FPGA Implementation of PoolFormer Network Using Python-Driven High-Level Synthesis Framework for Edge-AIoT Speech Recognition

Tiancheng Cao, Zhongyi Zhang, Wei Soon Ng, Wang Ling Goh, Yuan Gao

Published: 2026, Last Modified: 06 Apr 2026IEEE Trans. Very Large Scale Integr. Syst. 2026EveryoneRevisionsBibTeXCC BY-SA 4.0

Abstract: This brief presents an edge-AIoT speech recognition system, which is based on a new spiking feature extraction (SFE) method and a PoolFormer (PF) neural network optimized for implementation on field-programmable gate array (FPGA) hardware.
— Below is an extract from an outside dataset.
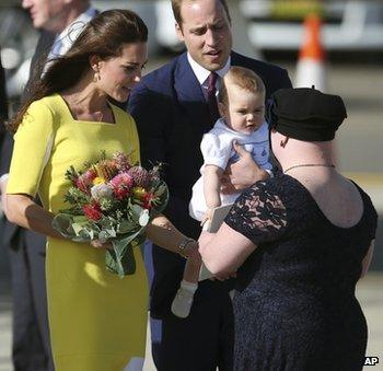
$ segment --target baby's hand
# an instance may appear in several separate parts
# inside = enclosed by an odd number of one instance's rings
[[[210,223],[211,223],[211,219],[212,219],[212,211],[213,209],[211,208],[208,208],[205,212],[205,216],[202,218],[202,221],[201,221],[201,227],[204,229],[204,231],[208,231],[209,230],[209,227],[210,227]]]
A Python-driven high-level synthesis (HLS) flow is adopted to accelerate software-to-hardware conversion for fast validation, demonstrating the potential of FPGA-based solutions in edge applications. This work provides a holistic end-to-end solution for ultralow-power speech recognition, leveraging HLS to bridge the gap between software and hardware development. Implemented in a Xilinx PYNQ-Z2 FPGA board, this optimized PF model achieved a speech recognition accuracy rate of 95.41% on the 35-class Google Commands dataset with a parameter count of 39k.